Mocking generators by predicate
Concurrent patterns (supervisor, parallel plan-and-execute) call the same worker block with different inputs. Per-call ordering is not guaranteed. The mock generator script supports predicate entries that match against the input rather than the call order:
mockGenerator({
name: "test-worker",
script: [
{ when: (input) => JSON.stringify(input).includes("Research X"), then: { text: "X is foo" } },
{ when: (input) => JSON.stringify(input).includes("Research Y"), then: { text: "Y is bar" } },
{ when: (input) => JSON.stringify(input).includes("Research Z"), then: { text: "Z is baz" } },
],
});
Predicate entries don't consume — the same predicate can match repeatedly. Plain entries still consume sequentially when no predicate matches. The two forms mix freely; predicates win when they fire.
The inputContains(needle) helper in helpers/assertions.ts is shorthand for the JSON-stringify check.
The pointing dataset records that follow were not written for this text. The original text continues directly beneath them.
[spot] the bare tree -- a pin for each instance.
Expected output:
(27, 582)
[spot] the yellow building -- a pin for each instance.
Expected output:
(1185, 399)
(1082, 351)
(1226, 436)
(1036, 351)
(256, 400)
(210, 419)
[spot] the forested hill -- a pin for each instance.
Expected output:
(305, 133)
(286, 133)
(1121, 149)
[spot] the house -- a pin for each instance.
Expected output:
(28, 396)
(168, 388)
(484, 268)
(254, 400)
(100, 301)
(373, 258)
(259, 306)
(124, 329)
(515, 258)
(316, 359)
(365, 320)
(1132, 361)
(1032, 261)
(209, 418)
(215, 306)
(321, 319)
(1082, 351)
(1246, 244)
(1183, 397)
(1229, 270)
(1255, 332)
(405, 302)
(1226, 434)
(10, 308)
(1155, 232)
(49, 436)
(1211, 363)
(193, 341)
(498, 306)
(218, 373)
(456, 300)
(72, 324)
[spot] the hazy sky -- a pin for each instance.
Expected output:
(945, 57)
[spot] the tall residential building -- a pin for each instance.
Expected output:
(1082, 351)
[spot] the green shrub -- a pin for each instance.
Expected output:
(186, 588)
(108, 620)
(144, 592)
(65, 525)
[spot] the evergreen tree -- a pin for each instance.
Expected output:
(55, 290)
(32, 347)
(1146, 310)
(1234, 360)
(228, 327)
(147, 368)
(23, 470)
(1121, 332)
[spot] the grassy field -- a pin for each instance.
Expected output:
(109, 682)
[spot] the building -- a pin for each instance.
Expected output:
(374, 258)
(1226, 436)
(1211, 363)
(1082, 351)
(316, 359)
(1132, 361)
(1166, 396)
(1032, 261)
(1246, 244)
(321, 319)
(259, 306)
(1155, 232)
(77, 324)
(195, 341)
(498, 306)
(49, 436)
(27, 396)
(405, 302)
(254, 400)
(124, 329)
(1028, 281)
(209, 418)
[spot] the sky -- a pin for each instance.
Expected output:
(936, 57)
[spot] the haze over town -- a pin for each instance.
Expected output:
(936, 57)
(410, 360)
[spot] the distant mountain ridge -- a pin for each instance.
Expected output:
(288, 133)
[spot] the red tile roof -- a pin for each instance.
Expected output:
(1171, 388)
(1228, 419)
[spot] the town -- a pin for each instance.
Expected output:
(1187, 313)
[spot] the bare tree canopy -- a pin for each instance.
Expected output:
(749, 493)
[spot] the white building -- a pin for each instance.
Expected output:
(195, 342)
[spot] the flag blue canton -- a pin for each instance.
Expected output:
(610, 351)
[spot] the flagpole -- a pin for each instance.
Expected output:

Sharing stores across runs
testFlow accepts an optional stores: StoreRegistry. Pass the same registry to two calls and the second one resumes from the first one's session, journal, and resource state:
import { createInMemoryStores } from "@flow-state-dev/server";
const stores = createInMemoryStores();
await testFlow({ flow, action, userId, sessionId: "s1", stores, /* ... */ });
await testFlow({ flow, action, userId, sessionId: "s1", stores, /* ... */ }); // sees state from run 1
Seeding is idempotent: an already-seeded user/session/org isn't re-set. That's the whole point — without it the second run would clobber the first run's journal.
Running the suite
pnpm --filter @flow-state-dev/integration-tests test
Or as part of the recursive pnpm test from the repo root.
unmockedGeneratorPolicy: "error" is the default in scenarios. An unrecognized generator block name surfaces as a loud throw with the missing key in the message — easier to debug than a silent fallback.
Loop guards and timeouts
Sequencer loops trip DEFAULT_MAX_LOOP_GUARD = 250 and throw with a clear message; generator tool loops cap at maxIterations: 8 (configurable). Vitest's testTimeout: 30_000 is the outer net for anything that escapes both. Between the three you don't need a custom watchdog matcher — an infinite loop fails the test deterministically every time.
Adding a scenario
- Drop a fixture flow under
src/scenarios/fixtures/if the scenario doesn't fit one of the existing flows. - Write the scenario file under
src/scenarios/<flow>-<scenario>.test.ts. - Mock every generator the pipeline reaches.
policy: "error"will yell about the ones you missed. - Run
pnpm --filter @flow-state-dev/integration-tests test:watchwhile iterating.
When a scenario gets ad-hoc mock-script setup that a third scenario also needs, lift it to src/helpers/. Until that third occurrence shows up, keeping it in the test file is fine.